We went out to wait for the others. He said, that picture moves me very much. And he looked at me, as if he thought I might laugh. One of those flashes of shyness he has.

I said, it moves me now, too.

But he grinned. It can’t possibly. Not for years yet.

How do you know?

He said, I suppose there are people who are purely moved by great art. I never met a painter who was. I’m not. All I think of when I see that picture is that it has the supreme mastery I have spent all my life trying to attain. And shall not. Ever. You’re young. You can understand. But you can’t feel that yet.

I said, I think I do.

He said, then that’s bad. You should be blind to failure. At your age. Then he said, don’t try to be our age. I shall despise you if you do.

He said, you’re like a kid trying to see over a six-foot wall.

That was the first time. He hated me for attracting him. The Professor Higgins side of him.
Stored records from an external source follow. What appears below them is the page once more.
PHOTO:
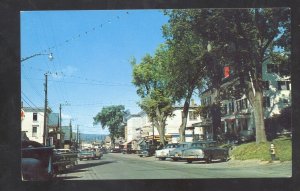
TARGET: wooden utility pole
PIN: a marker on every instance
(45, 112)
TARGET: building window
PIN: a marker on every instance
(273, 68)
(192, 115)
(231, 107)
(284, 100)
(34, 116)
(209, 100)
(224, 109)
(266, 85)
(34, 131)
(266, 102)
(204, 101)
(245, 103)
(283, 85)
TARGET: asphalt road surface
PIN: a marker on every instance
(116, 166)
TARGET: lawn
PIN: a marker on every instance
(261, 151)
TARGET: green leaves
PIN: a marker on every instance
(111, 117)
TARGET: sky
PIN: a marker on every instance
(91, 66)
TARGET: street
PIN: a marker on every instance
(116, 166)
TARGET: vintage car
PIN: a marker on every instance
(63, 159)
(36, 162)
(86, 154)
(205, 150)
(164, 153)
(147, 151)
(98, 153)
(176, 154)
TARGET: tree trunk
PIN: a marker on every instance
(161, 131)
(259, 117)
(185, 112)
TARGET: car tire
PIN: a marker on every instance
(208, 159)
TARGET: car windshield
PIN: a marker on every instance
(202, 145)
(170, 146)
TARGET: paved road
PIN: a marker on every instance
(114, 166)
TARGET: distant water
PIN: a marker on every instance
(92, 137)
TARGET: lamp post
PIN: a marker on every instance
(45, 133)
(59, 129)
(50, 56)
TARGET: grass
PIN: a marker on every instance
(261, 151)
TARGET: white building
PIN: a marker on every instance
(237, 114)
(33, 123)
(139, 126)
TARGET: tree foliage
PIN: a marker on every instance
(243, 39)
(111, 117)
(185, 72)
(148, 77)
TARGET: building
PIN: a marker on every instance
(237, 114)
(139, 127)
(32, 123)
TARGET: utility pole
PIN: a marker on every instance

Later, when the Cruikshanks came out, he said, as they walked towards us, Barber’s a womanizer. Refuse to meet him if he asks.

I gave him a surprised look. He said, smiling at them, not you, I can’t stand the pain for Frances.

Back in Hampstead I left them and went on home. All the way back there I’d realized that G.P. was making sure Barber Cruikshank and I shouldn’t be left alone. They (Barber) asked me to come to see them if I was ever in Cornwall.

G.P. said, see you one day. As if he didn’t care whether he did or not.

I told Caroline I’d met him by chance. He had said he was sorry (lie). If she’d rather I didn’t see him, I wouldn’t. But I found him very stimulating to be with, full of ideas, I needed to meet such people. It was too bad of me, I knew she would do the decent thing if I put it lite that. I was my own mistress — and so on.

And then she said, darling, you know I’m the last person to be a prude, but his reputation… there must be fire, there’s so much smoke.

I said, I’d heard about it. I could look after myself.

It’s her own fault. She shouldn’t insist on being called Caroline and treated like a girl in so many ways. I can’t respect her as an aunt. As a giver of advice.

Everything’s changing. I keep on thinking of him: of things he said and I said, and how we neither of us really understood what the other meant. No, he understood, I think. He counts possibilities so much faster than I can. I’m growing up so quickly down here. Like a mushroom. Or is it that I’ve lost my sense of balance? Perhaps it’s all a dream. I jab myself with the pencil. But perhaps that’s a dream, too.